Disorders of lipid metabolism or fatty acid oxidation (FAO) are rare inborn errors of metabolism, which occur in adults either as progressive muscle weakness of the limbs or as exercise intolerance with exercise-induced muscle stiffness and pain, often accompanied by recurrent episodes of rhabdomyolysis. Although rare, these diseases are increasingly recognised due to the increased use of tandem mass spectrometry (MS/MS) screening method, allowing the detection of accumulated acylcarnitines in blood samples. Currently, the most prevalent FAO disorders are carnitine palmitoyl transferase (CPT II), very-long-chain acyl-CoA dehydrogenase (VLCAD) and multiple acyl-CoA dehydrogenase (MAD) deficiencies. More rare diseases, such as primary carnitine transporter deficiency (PCD) or mutations in PNPLA2 gene, cause muscle lipidosis. However, some patients with recurrent rhabdomyolysis attacks or muscle lipidosis, remain undiagnosed even after thorough biochemical investigations.

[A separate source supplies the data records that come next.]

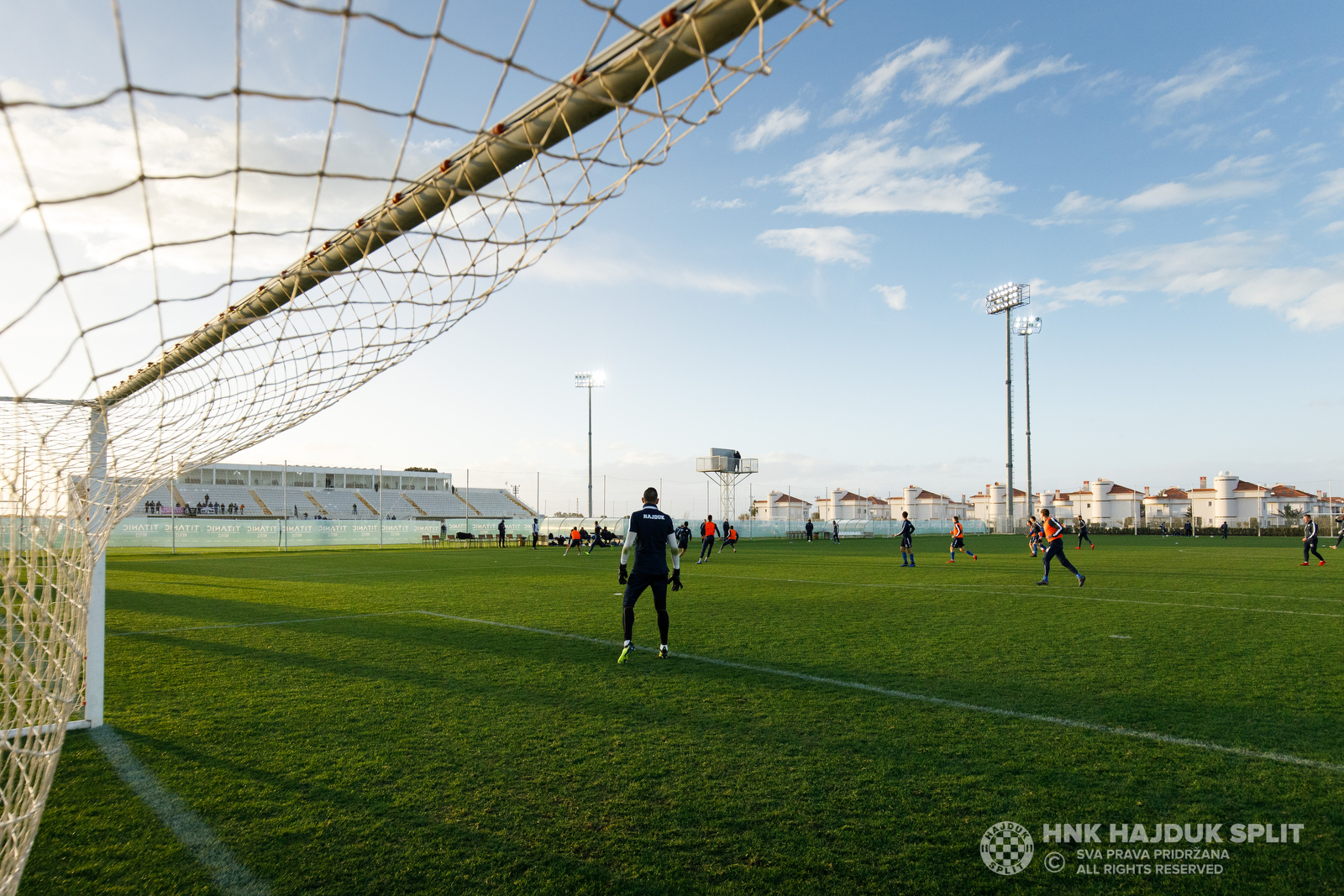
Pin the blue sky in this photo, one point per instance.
(804, 280)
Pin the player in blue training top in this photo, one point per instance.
(1310, 535)
(907, 540)
(651, 533)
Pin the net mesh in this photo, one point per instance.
(329, 188)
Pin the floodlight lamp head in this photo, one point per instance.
(589, 380)
(1007, 297)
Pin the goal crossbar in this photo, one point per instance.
(665, 45)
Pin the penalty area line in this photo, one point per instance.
(228, 875)
(974, 590)
(937, 701)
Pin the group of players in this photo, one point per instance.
(652, 532)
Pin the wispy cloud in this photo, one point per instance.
(774, 123)
(873, 174)
(1231, 177)
(1214, 73)
(945, 78)
(718, 203)
(580, 268)
(824, 244)
(1308, 297)
(893, 296)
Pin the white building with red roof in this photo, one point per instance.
(992, 503)
(843, 504)
(1100, 501)
(922, 504)
(783, 506)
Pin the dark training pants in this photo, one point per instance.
(1057, 551)
(633, 589)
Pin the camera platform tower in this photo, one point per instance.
(727, 468)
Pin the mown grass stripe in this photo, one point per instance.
(937, 701)
(228, 875)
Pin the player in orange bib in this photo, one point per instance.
(958, 542)
(707, 531)
(1055, 548)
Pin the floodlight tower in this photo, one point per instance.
(1028, 327)
(726, 468)
(591, 382)
(1000, 301)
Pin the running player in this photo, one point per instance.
(1055, 548)
(1034, 533)
(907, 540)
(707, 530)
(649, 533)
(683, 537)
(1310, 542)
(958, 542)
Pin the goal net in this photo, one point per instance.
(217, 223)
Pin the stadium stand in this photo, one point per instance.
(260, 493)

Current treatments for most FAO deficiencies are based on frequent carbohydrate-rich meals and a diet low in long-chain fat, and in some cases supplements of medium-chain triglycerides (MCT). These approaches, along with avoidance of fasting, seem more efficient in children and adolescent, than in adults. Carnitine supplementation and riboflavine treatment frequently improve the clinical condition of patients with primary carnitine or MCAD deficiencies. New therapeutic approaches have also recently been developed for CPT II and VLCAD deficiencies, in particular dietary supplementation with triheptanoin, a seven-carbon medium-chain fatty acid, stimulating the anaplerotic pathway.